Blogging with Org-Mode and GNU Make

12 January 2021

Update Oct 2021

This article was trending on Hacker News this morning and the response has been interesting. I don't work in that field but I find as an outside observer and HTML hobbyist that the JavaScript Front-end space tends toward absurd over-complication and unnecessary over-engineering of solutions.

The problem

I wanted a simple webspace where I could write a combination blog/personal notebook to collect articles about things I wanted to refer back to and just stuff that I found interesting. I tried a lot of prefab CMSes and static site generators:

I tried and failed to find a static or minimally-dynamic site generator/content management system that worked for me. Most of them were over-engineered for my use case, or else required me to learn some new templating language, or were very opinionated about themes and layouts, or else included shitloads of javascript. Don't get me wrong, most of the above list are some quality software projects and it's not that they're bad software, per se, it's just that I had in mind a very specific design for this blog and I very quickly realized that even the "minimalist" themes on some of these site generators were sufficiently complex that paring them back would have been a major project in its own right.

The inevitable outcome

Just as any sufficiently-complex C or Fortran program contains a slow, bug-ridden, informally-specified implementation of half of Common Lisp, I suppose that the inevitable conclusion of the search for a static site generator means you end up just writing your own.

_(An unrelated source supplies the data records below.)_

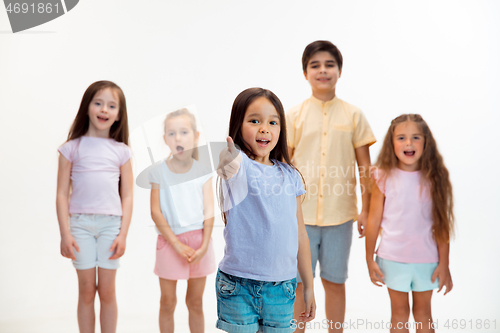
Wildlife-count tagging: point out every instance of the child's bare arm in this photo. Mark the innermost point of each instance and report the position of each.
(305, 268)
(62, 207)
(372, 230)
(126, 195)
(208, 224)
(363, 160)
(443, 270)
(162, 225)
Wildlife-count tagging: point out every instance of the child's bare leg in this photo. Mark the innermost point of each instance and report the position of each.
(334, 305)
(422, 311)
(167, 305)
(107, 296)
(298, 307)
(194, 302)
(400, 311)
(86, 299)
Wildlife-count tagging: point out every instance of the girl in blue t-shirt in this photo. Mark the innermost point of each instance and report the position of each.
(265, 236)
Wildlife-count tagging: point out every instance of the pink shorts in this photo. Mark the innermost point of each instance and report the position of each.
(171, 266)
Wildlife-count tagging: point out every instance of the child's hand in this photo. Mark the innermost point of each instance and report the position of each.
(310, 304)
(442, 272)
(118, 247)
(375, 273)
(67, 244)
(229, 160)
(362, 220)
(197, 255)
(183, 250)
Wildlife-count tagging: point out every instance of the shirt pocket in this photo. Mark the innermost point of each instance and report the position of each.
(225, 287)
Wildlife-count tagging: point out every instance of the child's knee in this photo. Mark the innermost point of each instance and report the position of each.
(87, 293)
(168, 303)
(194, 303)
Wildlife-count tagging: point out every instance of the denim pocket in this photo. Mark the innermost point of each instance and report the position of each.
(225, 287)
(289, 288)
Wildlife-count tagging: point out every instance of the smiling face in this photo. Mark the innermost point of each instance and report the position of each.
(261, 129)
(322, 73)
(408, 143)
(103, 111)
(180, 137)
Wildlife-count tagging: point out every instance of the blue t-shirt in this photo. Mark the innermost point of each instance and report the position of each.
(261, 233)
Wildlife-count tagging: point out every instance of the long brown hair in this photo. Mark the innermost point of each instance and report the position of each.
(240, 105)
(80, 126)
(433, 170)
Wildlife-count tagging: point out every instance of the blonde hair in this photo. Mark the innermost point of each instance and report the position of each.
(433, 170)
(178, 113)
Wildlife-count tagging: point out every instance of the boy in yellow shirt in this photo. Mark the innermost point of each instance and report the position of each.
(326, 137)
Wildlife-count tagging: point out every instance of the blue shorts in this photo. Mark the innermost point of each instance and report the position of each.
(407, 277)
(249, 306)
(331, 245)
(94, 235)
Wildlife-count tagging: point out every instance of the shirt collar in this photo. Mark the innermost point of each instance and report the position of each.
(320, 102)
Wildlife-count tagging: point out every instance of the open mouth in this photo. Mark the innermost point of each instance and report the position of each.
(263, 142)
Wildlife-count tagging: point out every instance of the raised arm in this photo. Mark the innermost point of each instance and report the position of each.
(62, 207)
(372, 230)
(363, 160)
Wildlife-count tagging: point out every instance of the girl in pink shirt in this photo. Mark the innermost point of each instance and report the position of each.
(412, 208)
(95, 164)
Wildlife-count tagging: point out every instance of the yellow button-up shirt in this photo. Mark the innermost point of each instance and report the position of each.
(323, 136)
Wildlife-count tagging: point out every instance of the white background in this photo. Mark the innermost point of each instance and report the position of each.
(436, 58)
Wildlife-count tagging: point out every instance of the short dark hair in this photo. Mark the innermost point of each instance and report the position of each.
(319, 46)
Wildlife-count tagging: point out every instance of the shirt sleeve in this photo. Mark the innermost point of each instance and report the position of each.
(362, 134)
(68, 149)
(125, 155)
(379, 176)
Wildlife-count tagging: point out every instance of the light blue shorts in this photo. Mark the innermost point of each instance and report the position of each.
(407, 277)
(331, 245)
(249, 306)
(94, 235)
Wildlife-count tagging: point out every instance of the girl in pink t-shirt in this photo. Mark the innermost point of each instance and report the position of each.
(95, 164)
(412, 208)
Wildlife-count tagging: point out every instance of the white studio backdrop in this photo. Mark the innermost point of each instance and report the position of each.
(436, 58)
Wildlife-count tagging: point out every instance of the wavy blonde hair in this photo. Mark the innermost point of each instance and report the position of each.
(433, 170)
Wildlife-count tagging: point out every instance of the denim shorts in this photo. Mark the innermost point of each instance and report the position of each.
(406, 277)
(249, 306)
(331, 246)
(94, 235)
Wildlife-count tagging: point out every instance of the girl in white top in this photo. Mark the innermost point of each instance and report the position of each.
(95, 164)
(182, 207)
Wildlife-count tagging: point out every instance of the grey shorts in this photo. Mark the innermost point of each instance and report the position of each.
(331, 245)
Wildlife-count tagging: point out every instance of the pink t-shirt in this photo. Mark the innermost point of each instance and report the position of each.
(407, 219)
(95, 172)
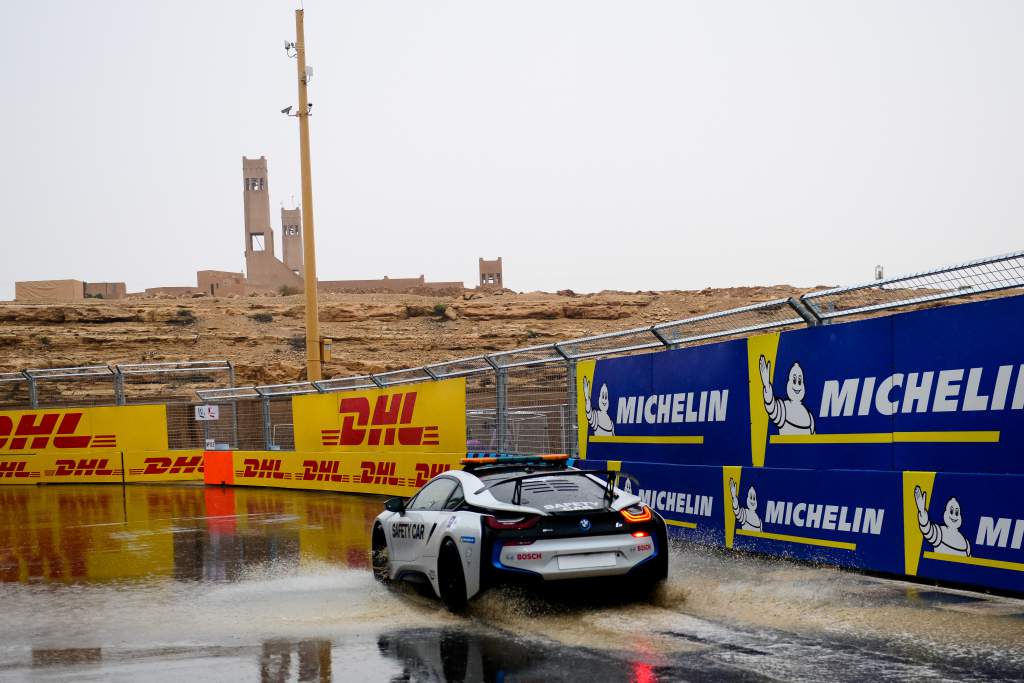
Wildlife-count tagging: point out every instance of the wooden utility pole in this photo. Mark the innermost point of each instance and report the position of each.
(308, 246)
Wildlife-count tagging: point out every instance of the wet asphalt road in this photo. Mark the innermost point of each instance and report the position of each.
(186, 583)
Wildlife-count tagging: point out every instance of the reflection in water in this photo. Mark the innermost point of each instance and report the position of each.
(313, 660)
(454, 655)
(68, 656)
(192, 583)
(71, 534)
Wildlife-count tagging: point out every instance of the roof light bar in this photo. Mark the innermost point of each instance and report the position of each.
(644, 515)
(494, 458)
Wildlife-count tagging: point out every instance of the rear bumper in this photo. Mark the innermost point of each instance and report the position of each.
(580, 557)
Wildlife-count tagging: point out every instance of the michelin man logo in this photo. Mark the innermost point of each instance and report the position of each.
(748, 517)
(944, 538)
(600, 421)
(791, 416)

In my case, my criteria were simple.

  1. Small page size, ideally 100 kB or less including images, except for articles with many pics perhaps
  2. Minimal to no javascript, no templating language
  3. No docker or similar bullshit
  4. Ideally composable within org-mode

It turns out that nothing really meets these criteria except possibly org export, which is built in to org-mode and is very complicated. The default export has individually-numbered IDs for each div and all kinds of boilerplate. I'm a smart guy but I spent two days trying to figure out how to customize it to my liking and I gave up because it was too much work. The documentation is woefully lacking, to put it mildly.

The Setup

I have a content/ folder in the project root where the Makefile lives. Within the content folder are all the articles I write, and subfolders for CSS and JavaScript. The workflow is as simple as I could make it and depends mostly on the cat(1) and rsync(1) utilities.

Concatenating for fun and profit

I felt like my ideal case was having org mode shit out just an html snippet, i.e. not an entire web page, and then concatenating that with a header and footer that I would write myself. I gave it the good old college try, but for the life of me I could not get this to work using org mode, so I turned to pandoc instead. My process is simple:

  1. Write the article in org-mode, which allows explicit inclusion of html tags and elements where required. I also write a .meta file which is just a few lines from the HTML header.

  2. Invoke Pandoc to translate org to html:

    $ pandoc input.org -o output.html
    
  3. Hand-craft a header and footer, then catenate it all together

    $ cat header.html article.meta output.html footer.html
    
  4. Rsync everything to a server.

    $ rsync -a --delete staging/ [email protected]:/home/bla/path/to/www/
    

And that's it! I do this whole site via this method, easily done via make-deploy. The source code is available on github.